In my head, it works as follows:
- Set policy to “enforce warp client session duration” to 30 min.
- I try to access resource
- login prompt to auth provider (AzureAD) pops up
- I enter and validate AzureAD credentials
- access to resource is permitted.
- 45 min later, I try to access same resource
- login prompt to auth provider (azuread) pops up
- access to resource is permitted
repeat 7-10 after 30+ min between sessions
Is that not how this works?
Finally resolved this through Cloudflare support.
from Cloudflare support:
You have enabled the Include-Only mode, and this is why the re-authentication is not supported.

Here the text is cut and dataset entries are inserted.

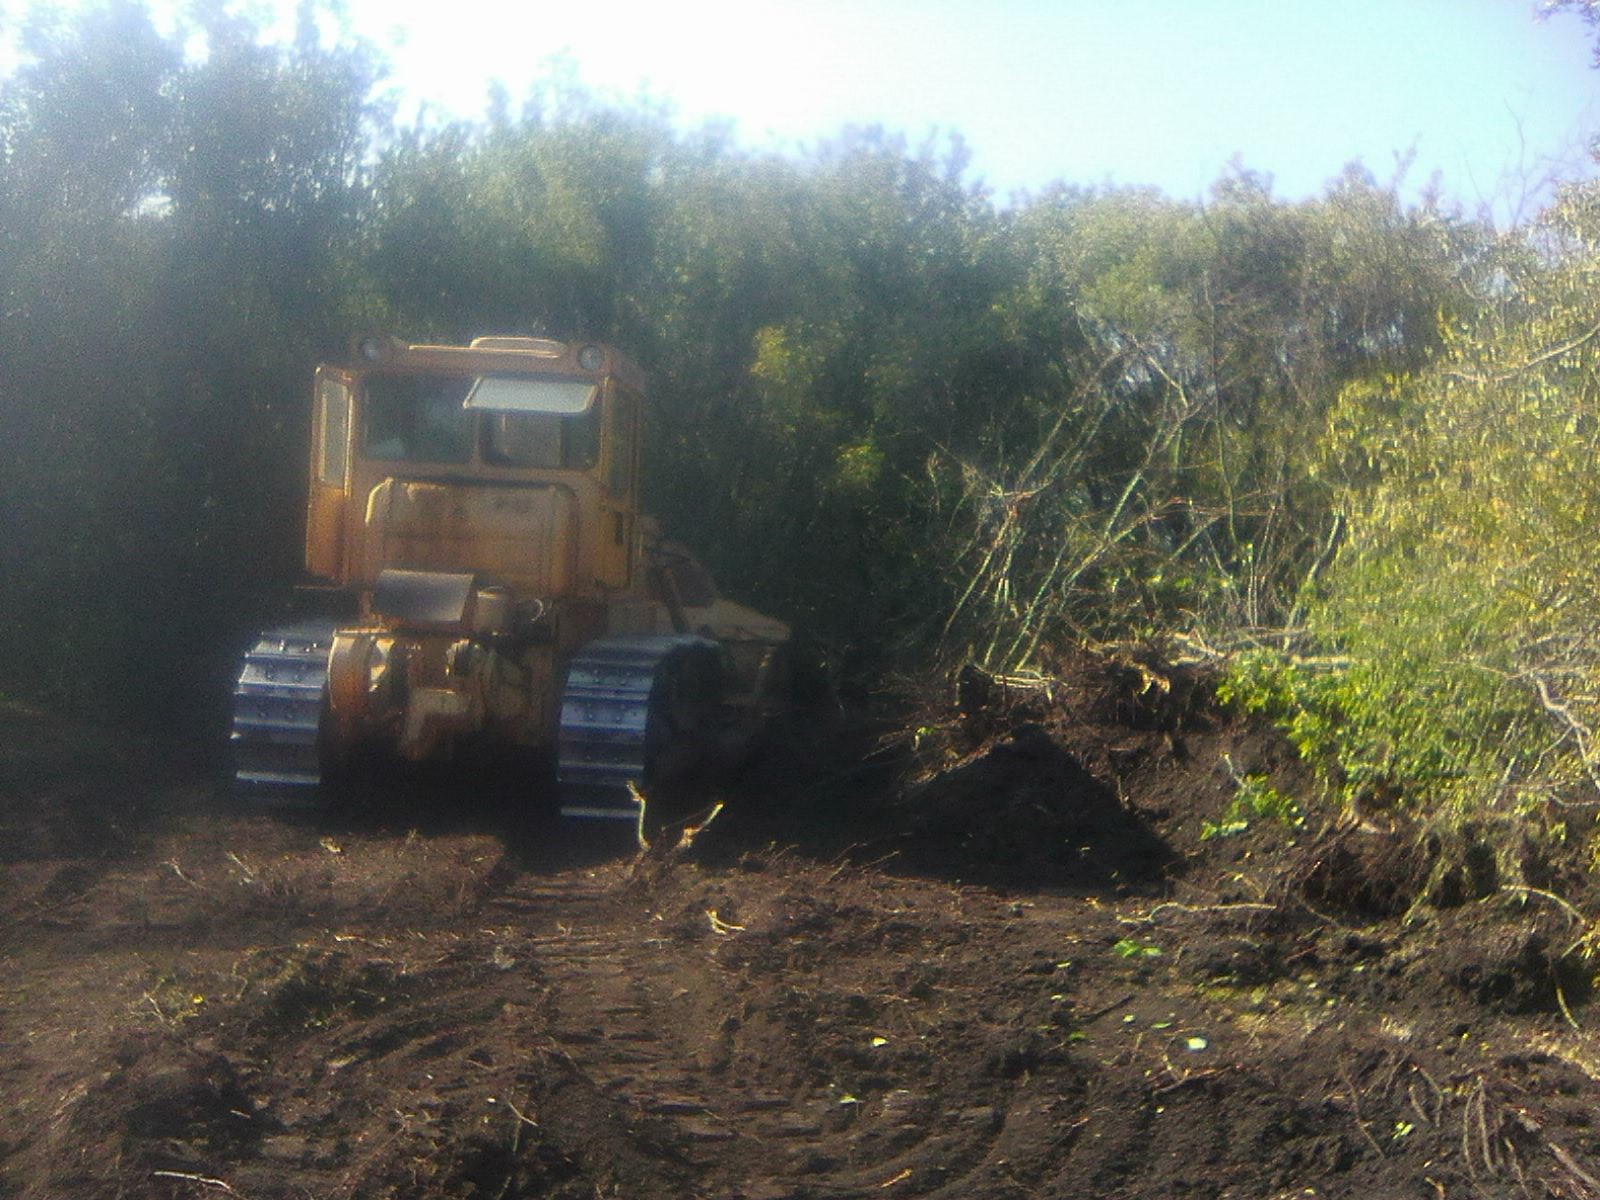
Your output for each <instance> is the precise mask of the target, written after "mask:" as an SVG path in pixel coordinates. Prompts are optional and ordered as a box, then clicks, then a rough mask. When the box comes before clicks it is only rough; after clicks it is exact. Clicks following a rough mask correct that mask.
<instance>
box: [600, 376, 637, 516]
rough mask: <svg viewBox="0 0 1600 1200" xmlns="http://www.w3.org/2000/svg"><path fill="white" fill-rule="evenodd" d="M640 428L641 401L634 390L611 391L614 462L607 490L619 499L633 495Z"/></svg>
mask: <svg viewBox="0 0 1600 1200" xmlns="http://www.w3.org/2000/svg"><path fill="white" fill-rule="evenodd" d="M637 427H638V402H637V398H635V397H634V395H632V394H630V392H624V390H621V389H616V390H614V392H613V394H611V464H610V469H608V472H606V482H605V486H606V491H610V493H611V494H613V496H616V498H618V499H621V498H624V496H627V494H629V488H630V485H632V482H634V437H635V430H637Z"/></svg>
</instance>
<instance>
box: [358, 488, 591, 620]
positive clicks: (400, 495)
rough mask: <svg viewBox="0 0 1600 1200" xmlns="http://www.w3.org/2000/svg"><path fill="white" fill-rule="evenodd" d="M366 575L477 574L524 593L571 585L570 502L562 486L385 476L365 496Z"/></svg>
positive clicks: (570, 507) (575, 528)
mask: <svg viewBox="0 0 1600 1200" xmlns="http://www.w3.org/2000/svg"><path fill="white" fill-rule="evenodd" d="M365 523H366V542H368V563H366V571H368V579H376V576H378V573H379V571H382V570H386V568H402V570H413V571H477V573H480V574H482V576H483V578H485V579H486V581H491V582H498V584H506V586H509V587H514V589H515V590H518V592H523V594H526V595H542V597H557V595H570V594H573V590H574V586H576V565H578V563H576V558H578V502H576V498H574V496H573V493H571V490H570V488H565V486H562V485H536V486H522V488H507V486H493V485H475V483H432V482H416V480H397V478H386V480H382V482H381V483H379V485H378V486H376V488H373V491H371V494H370V496H368V499H366V522H365Z"/></svg>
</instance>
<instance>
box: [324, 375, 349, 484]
mask: <svg viewBox="0 0 1600 1200" xmlns="http://www.w3.org/2000/svg"><path fill="white" fill-rule="evenodd" d="M317 403H318V405H320V406H322V429H320V432H318V437H320V438H322V450H320V453H318V456H317V478H318V480H320V482H322V483H326V485H328V486H333V488H342V486H344V450H346V446H344V443H346V438H347V437H349V429H350V389H349V387H347V386H346V384H344V381H342V379H323V381H322V382H320V384H318V386H317Z"/></svg>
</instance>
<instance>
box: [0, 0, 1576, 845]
mask: <svg viewBox="0 0 1600 1200" xmlns="http://www.w3.org/2000/svg"><path fill="white" fill-rule="evenodd" d="M320 16H323V14H322V13H318V10H315V8H314V6H307V8H304V10H302V14H301V27H299V30H298V35H296V37H293V38H290V40H286V42H285V40H278V42H274V40H267V38H266V37H264V35H262V30H261V29H259V27H258V26H254V24H253V22H251V21H250V19H248V18H240V16H237V14H229V13H227V11H226V10H224V6H222V5H218V3H210V5H206V3H202V5H197V6H194V8H190V10H187V14H186V16H184V18H181V19H179V21H178V22H176V26H174V27H171V29H166V30H163V29H158V27H157V24H155V21H154V18H152V14H150V13H149V10H146V8H144V6H142V5H141V3H134V2H130V0H118V2H115V3H107V5H102V6H96V8H85V10H78V11H75V13H74V14H62V13H56V11H45V13H37V14H35V16H34V18H32V24H30V26H29V27H27V29H26V30H22V42H21V45H22V50H24V61H22V66H21V67H18V69H16V70H14V72H13V74H11V75H10V77H8V78H5V80H3V82H0V163H3V170H0V421H3V424H5V451H3V467H0V514H5V517H3V533H5V536H3V539H0V555H3V568H0V691H3V693H6V694H11V696H16V698H34V699H43V701H48V702H56V704H66V706H74V707H86V709H93V710H99V712H107V714H122V715H128V714H142V715H146V717H149V715H152V714H154V715H157V718H160V720H171V718H176V717H174V714H189V715H192V714H195V712H202V710H210V709H206V699H205V696H210V694H211V693H210V691H206V688H205V686H202V683H205V682H213V683H214V682H216V680H222V682H224V683H226V675H227V662H229V659H230V656H232V653H234V650H237V645H238V642H240V640H242V638H243V637H245V635H246V632H248V630H250V629H251V627H253V626H254V624H256V622H259V621H261V619H262V618H264V616H266V614H267V613H266V610H267V606H269V605H267V600H266V597H270V595H274V594H275V592H277V590H278V589H280V587H282V586H283V584H285V582H286V581H290V579H293V578H294V576H296V573H298V570H299V554H301V528H302V525H301V522H302V499H304V498H302V488H304V478H302V477H304V450H306V442H307V430H306V424H307V408H309V390H310V389H309V373H310V366H312V365H314V363H315V362H318V360H323V358H338V357H342V354H344V352H346V350H344V347H346V346H347V342H349V338H350V336H352V334H354V333H357V331H362V330H389V331H395V333H398V334H402V336H406V338H410V339H466V338H470V336H475V334H480V333H490V331H493V333H538V334H547V336H555V338H594V339H603V341H610V342H614V344H618V346H621V347H624V349H626V350H627V352H629V354H632V355H634V357H635V358H637V360H638V362H640V363H642V365H643V366H645V370H646V373H648V376H650V379H651V386H653V389H651V390H653V413H651V418H650V429H648V454H646V469H648V502H650V504H651V507H653V509H654V510H656V512H659V514H661V517H662V518H664V522H666V525H667V528H669V530H672V531H674V533H675V534H677V536H680V538H682V539H685V541H688V542H690V544H693V546H694V547H696V549H698V550H699V552H701V554H702V555H704V557H706V560H707V562H709V565H710V566H712V568H714V571H715V574H717V576H718V579H720V581H722V584H723V586H725V587H726V590H730V592H733V594H738V595H741V597H747V598H750V600H752V602H755V603H758V605H762V606H765V608H768V610H771V611H776V613H781V614H784V616H786V618H789V619H792V621H795V622H797V624H800V626H802V627H803V629H806V630H808V632H810V635H811V637H813V638H814V640H816V643H818V645H819V646H822V650H824V653H827V654H829V656H830V659H832V661H834V662H835V664H838V666H842V667H843V669H846V670H854V672H875V674H885V672H914V670H936V669H947V667H950V666H955V664H958V662H966V661H973V662H978V664H979V666H984V667H987V669H992V670H997V672H1016V670H1022V669H1038V667H1046V669H1048V664H1050V661H1051V656H1053V654H1054V653H1058V651H1059V650H1061V648H1064V646H1070V645H1078V643H1083V642H1106V640H1118V638H1138V640H1146V642H1152V640H1154V642H1168V643H1171V642H1173V640H1174V638H1176V640H1182V642H1184V643H1186V645H1190V646H1195V645H1200V646H1208V648H1213V650H1216V651H1219V653H1226V654H1227V658H1229V661H1230V662H1232V664H1234V666H1232V670H1234V678H1232V683H1230V690H1232V694H1235V696H1237V698H1238V702H1242V704H1246V706H1251V707H1258V709H1264V710H1270V712H1272V714H1275V715H1277V717H1278V718H1280V720H1283V722H1285V725H1286V726H1288V728H1291V731H1293V733H1294V736H1296V739H1298V741H1299V744H1301V746H1302V747H1304V750H1306V754H1307V755H1312V757H1314V758H1315V760H1317V762H1318V763H1320V765H1322V766H1323V770H1325V773H1326V778H1328V779H1330V784H1331V786H1333V787H1336V789H1342V790H1344V792H1347V794H1350V795H1354V794H1357V792H1360V790H1362V789H1368V790H1371V789H1376V787H1386V789H1395V790H1398V792H1402V794H1403V795H1406V797H1408V798H1410V802H1411V803H1416V805H1418V806H1422V808H1427V810H1430V811H1432V810H1438V808H1443V806H1451V805H1454V806H1466V810H1470V811H1490V810H1493V811H1515V813H1526V811H1530V805H1533V806H1539V805H1544V806H1546V808H1544V810H1541V811H1555V810H1550V808H1549V805H1557V803H1573V802H1574V797H1578V795H1579V794H1582V792H1584V790H1586V789H1587V790H1594V789H1595V787H1600V762H1597V758H1595V749H1594V738H1592V730H1594V723H1595V720H1600V688H1597V677H1595V672H1597V670H1600V632H1597V630H1600V621H1594V619H1592V613H1594V605H1595V602H1594V597H1595V582H1597V579H1595V576H1597V574H1600V555H1597V554H1595V552H1594V549H1592V546H1594V541H1595V539H1594V538H1592V536H1590V533H1589V528H1590V520H1589V517H1590V512H1592V510H1594V509H1595V490H1594V483H1592V482H1590V480H1592V475H1594V472H1592V470H1590V466H1589V464H1590V458H1592V454H1590V451H1592V445H1594V442H1595V438H1597V437H1600V413H1595V411H1594V403H1595V398H1597V395H1595V384H1594V378H1595V376H1594V370H1595V355H1597V354H1600V347H1597V346H1595V342H1597V339H1600V334H1597V333H1595V330H1597V328H1600V312H1597V307H1600V299H1597V298H1600V291H1597V288H1595V286H1594V283H1595V280H1594V274H1595V269H1597V267H1595V262H1597V258H1595V237H1597V234H1600V219H1597V216H1595V213H1597V211H1600V210H1597V203H1600V202H1597V200H1595V197H1594V195H1592V194H1587V192H1584V190H1582V189H1573V190H1571V192H1570V195H1566V197H1565V198H1563V200H1562V202H1560V203H1558V205H1555V206H1552V210H1550V211H1549V213H1547V214H1546V218H1544V219H1541V221H1539V222H1538V224H1534V226H1530V227H1528V229H1522V230H1514V232H1510V234H1496V232H1494V230H1493V229H1490V227H1488V226H1485V224H1483V222H1480V221H1475V219H1470V218H1467V216H1462V214H1461V213H1459V211H1456V210H1454V208H1453V206H1451V205H1448V203H1446V202H1445V200H1443V198H1442V197H1438V195H1435V194H1432V192H1427V190H1424V192H1422V194H1421V195H1419V197H1416V195H1410V197H1408V194H1406V192H1403V189H1402V179H1400V178H1397V179H1389V181H1379V179H1374V178H1373V176H1371V174H1370V173H1368V171H1365V170H1362V168H1360V166H1350V168H1347V170H1346V171H1344V173H1341V174H1339V176H1338V178H1334V179H1331V181H1330V182H1328V184H1326V187H1325V189H1323V192H1322V194H1320V195H1317V197H1314V198H1306V200H1286V198H1282V197H1277V195H1275V194H1274V190H1272V181H1270V178H1269V176H1264V174H1261V173H1256V171H1251V170H1246V168H1243V166H1234V168H1229V170H1227V171H1224V173H1222V176H1221V178H1219V179H1218V181H1216V184H1214V186H1213V187H1211V189H1210V194H1208V195H1206V197H1205V198H1203V200H1178V198H1171V197H1166V195H1163V194H1162V192H1158V190H1154V189H1144V187H1109V186H1096V187H1088V186H1075V184H1072V182H1066V181H1064V182H1059V184H1054V186H1051V187H1048V189H1045V190H1043V192H1040V194H1037V195H1029V197H1022V198H1019V200H1014V202H1013V203H1010V205H1000V203H997V202H995V198H994V197H992V195H990V194H989V192H987V190H986V189H984V187H982V184H981V181H974V179H973V178H971V173H970V168H968V158H966V154H965V147H963V146H962V142H960V141H958V139H931V141H928V142H923V144H910V142H907V141H906V139H902V138H899V136H894V134H890V133H885V131H882V130H874V128H858V130H845V131H842V133H840V134H838V136H835V138H832V139H829V141H826V142H822V144H819V146H816V147H813V149H808V150H805V152H797V154H776V152H765V150H750V149H744V147H741V146H739V144H738V142H736V141H734V139H733V138H731V136H730V134H728V133H726V131H725V130H718V128H715V126H710V128H699V130H688V131H685V130H682V128H678V126H675V125H674V123H672V120H669V117H667V114H664V112H662V110H658V109H654V107H651V104H650V102H648V101H635V102H627V104H619V102H608V101H602V99H598V98H595V96H594V94H590V93H586V91H584V90H582V88H578V86H573V85H571V82H570V80H565V78H563V77H562V75H560V74H555V75H552V77H550V78H547V80H544V82H542V83H541V85H539V86H536V88H534V90H533V91H530V94H526V96H525V98H520V99H515V101H514V99H512V98H507V96H498V98H496V99H494V102H493V104H491V106H490V110H488V115H486V117H483V118H482V120H466V122H435V120H427V118H422V120H418V122H413V123H408V125H406V123H398V122H395V120H394V118H392V114H390V110H389V107H387V104H386V99H384V94H386V93H384V90H382V80H384V69H386V66H384V59H382V54H381V53H379V51H378V50H374V48H373V46H371V45H366V43H363V42H360V40H358V38H354V37H349V35H330V34H328V32H326V27H325V22H320V21H318V18H320ZM1466 810H1464V811H1466ZM1552 819H1554V818H1552Z"/></svg>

When you use the Split Tunnels Include-only mode to instruct the WARP client to only handle traffic to a specified set of IP addresses or domains. Any traffic that is not included by IP address or domains defined in the Split Tunnel Include configuration will be ignored by the WARP client and handled by the local machine. Use this mode when you only want specific traffic processed by Gateway, such as when using Tunnels for a specific resource.
As a workaround, they recommended following one of the next steps:
*.cloudflareaccess.com in the split tunnel configuration so that requests to the Access domain go inside the tunnel.
I added *.cloudflareaccess.com in the split tunnel configuration and it worked.